Call Me an African, for That I Am: Reclaiming Identity, Heritage, and Freedom in the Shadow of Empire

A Proclamation of Legacy
To declare “I am African” is to confront a duality: a cradle of ancient civilizations and a battleground of colonial greed. From Mali’s gold to the Congo’s cobalt, Africa’s story is one of luminous kingdoms and relentless extraction—first by colonial plunder, now by neocolonial scheming. This book unflinchingly traces the scars of Divide et Impera, the colonial “divide and rule” that shattered societies, and exposes the “New Scramble for Africa,” where global powers and corporations exploit resources while preaching “Dead Aid” solutions.


Reclaiming Identity

·       Colonialism to Neocolonialism: How colonial borders, linguistic hierarchies, and cultural erasure evolved into modern-day debt traps, corporate land grabs, and puppet regimes.

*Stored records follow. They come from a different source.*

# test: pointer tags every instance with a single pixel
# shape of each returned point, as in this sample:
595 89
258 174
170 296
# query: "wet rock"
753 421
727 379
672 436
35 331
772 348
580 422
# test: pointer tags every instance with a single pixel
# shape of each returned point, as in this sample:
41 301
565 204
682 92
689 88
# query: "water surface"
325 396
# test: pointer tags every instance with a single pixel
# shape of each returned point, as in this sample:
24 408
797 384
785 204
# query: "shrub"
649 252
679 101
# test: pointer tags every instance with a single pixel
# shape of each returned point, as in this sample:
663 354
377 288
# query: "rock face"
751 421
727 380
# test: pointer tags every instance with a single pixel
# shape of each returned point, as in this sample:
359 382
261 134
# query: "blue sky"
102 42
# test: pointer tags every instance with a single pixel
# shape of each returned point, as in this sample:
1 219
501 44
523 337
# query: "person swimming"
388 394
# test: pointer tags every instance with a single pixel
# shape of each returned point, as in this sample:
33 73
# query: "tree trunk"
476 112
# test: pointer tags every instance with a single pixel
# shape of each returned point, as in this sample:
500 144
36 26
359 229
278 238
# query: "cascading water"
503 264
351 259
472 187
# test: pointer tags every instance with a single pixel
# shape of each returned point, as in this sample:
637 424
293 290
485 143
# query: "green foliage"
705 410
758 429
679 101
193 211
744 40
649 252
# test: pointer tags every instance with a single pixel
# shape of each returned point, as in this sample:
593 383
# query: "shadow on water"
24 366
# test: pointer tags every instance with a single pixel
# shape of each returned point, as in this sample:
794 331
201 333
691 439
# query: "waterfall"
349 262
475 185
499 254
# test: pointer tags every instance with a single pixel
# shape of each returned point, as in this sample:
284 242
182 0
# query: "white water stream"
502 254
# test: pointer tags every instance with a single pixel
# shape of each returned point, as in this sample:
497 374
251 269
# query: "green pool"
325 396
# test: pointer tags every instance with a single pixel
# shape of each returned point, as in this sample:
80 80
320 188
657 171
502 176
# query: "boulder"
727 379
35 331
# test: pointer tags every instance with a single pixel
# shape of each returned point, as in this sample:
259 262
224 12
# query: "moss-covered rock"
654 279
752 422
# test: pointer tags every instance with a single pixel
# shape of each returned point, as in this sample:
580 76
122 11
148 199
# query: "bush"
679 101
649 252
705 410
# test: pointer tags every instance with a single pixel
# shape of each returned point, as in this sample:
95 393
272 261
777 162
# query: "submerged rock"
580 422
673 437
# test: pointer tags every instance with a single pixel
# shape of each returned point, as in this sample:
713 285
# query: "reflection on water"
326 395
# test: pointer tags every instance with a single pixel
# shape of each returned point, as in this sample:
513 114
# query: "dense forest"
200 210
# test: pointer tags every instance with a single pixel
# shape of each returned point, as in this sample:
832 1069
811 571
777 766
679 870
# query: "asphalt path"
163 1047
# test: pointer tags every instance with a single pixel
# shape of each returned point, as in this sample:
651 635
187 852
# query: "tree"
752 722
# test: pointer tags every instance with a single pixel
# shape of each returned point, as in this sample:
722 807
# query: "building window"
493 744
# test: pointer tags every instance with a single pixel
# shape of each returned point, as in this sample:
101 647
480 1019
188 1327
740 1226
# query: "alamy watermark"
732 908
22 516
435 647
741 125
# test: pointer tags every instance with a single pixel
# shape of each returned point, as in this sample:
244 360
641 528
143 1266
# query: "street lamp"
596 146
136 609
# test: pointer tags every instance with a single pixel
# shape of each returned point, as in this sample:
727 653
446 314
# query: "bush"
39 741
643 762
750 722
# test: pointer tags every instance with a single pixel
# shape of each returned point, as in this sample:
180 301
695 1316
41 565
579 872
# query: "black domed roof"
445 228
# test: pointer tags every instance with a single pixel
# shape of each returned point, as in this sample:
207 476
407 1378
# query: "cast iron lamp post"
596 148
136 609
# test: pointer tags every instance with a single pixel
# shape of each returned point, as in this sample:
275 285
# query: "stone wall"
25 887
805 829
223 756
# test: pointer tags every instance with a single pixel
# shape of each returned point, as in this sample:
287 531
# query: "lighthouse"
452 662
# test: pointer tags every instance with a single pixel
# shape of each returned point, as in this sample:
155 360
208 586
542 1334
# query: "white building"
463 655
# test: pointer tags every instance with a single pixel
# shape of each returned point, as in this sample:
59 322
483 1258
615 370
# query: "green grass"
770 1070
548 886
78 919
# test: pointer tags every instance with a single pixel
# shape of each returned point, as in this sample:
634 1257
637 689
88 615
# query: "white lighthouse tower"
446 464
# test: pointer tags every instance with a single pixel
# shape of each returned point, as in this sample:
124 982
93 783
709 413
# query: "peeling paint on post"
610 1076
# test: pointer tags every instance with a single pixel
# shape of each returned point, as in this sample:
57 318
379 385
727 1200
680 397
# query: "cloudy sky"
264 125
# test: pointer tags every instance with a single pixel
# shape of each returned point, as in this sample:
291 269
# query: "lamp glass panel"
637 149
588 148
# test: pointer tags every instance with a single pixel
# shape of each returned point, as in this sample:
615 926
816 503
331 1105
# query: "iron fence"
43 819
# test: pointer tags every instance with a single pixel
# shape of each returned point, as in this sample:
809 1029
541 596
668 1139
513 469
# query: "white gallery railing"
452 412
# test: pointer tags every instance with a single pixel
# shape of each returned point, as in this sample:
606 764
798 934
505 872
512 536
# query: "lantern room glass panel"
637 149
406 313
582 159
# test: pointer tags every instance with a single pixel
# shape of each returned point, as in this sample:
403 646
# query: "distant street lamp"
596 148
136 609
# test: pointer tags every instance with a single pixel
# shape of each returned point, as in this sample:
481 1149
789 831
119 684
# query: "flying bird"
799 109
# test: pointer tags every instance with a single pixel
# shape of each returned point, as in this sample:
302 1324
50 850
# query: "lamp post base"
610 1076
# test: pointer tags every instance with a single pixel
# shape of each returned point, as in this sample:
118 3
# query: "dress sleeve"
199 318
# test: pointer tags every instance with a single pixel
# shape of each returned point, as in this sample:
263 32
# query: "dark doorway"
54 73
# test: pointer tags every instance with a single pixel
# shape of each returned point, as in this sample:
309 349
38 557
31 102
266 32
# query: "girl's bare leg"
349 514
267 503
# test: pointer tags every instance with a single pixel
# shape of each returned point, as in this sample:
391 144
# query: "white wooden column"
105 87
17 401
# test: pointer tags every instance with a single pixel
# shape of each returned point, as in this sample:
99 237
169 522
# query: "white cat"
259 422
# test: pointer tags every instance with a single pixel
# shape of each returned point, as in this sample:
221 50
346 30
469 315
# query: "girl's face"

·       Decolonisation as Resistance: Rejecting Eurocentric narratives, this book amplifies movements recentering Indigenous knowledge, languages, and Ubuntu—the philosophy that “I am because we are.”

Heritage: Stolen Wealth,Unbroken Spirit

·       Ancient Glory, Modern Theft: Celebrate the ingenuity of Great Zimbabwe’s architects and Timbuktu’s scholars, while dissecting how natural resources—oil, diamonds, lithium—fuel both corruption and foreign exploitation.

·       Assassinations & Silenced Voices: Examine the systemic elimination of revolutionary leaders like Patrice Lumumba and Thomas Sankara, whose visions threatened colonial and neocolonial agendas.

Freedom: The Cost of Liberation

·       Dead Aid & False Saviors: Critique the cycle of predatory loans and NGO paternalism that perpetuates dependency, echoing critiques by scholars like Dambisa Moyo.

·       Corruption as Colonial Legacy: Unpack how colonial administrative structures bred kleptocratic regimes, turning liberation into a hollow promise for millions.

A Call to Reclamation
Call Me an African is a battle cry against historical amnesia and modern complicity. It bridges past and present—from the resilience of anticolonial revolts to today’s youth-led uprisings against dictatorships and climate injustice. This is not a lament but a blueprint: to dismantle colonial mentalities, reclaim stolen heritage, and redefine freedom beyond Western scripts. Africa’s future is not in extraction or aid, but in the unyielding spirit of those who declare, We are already free.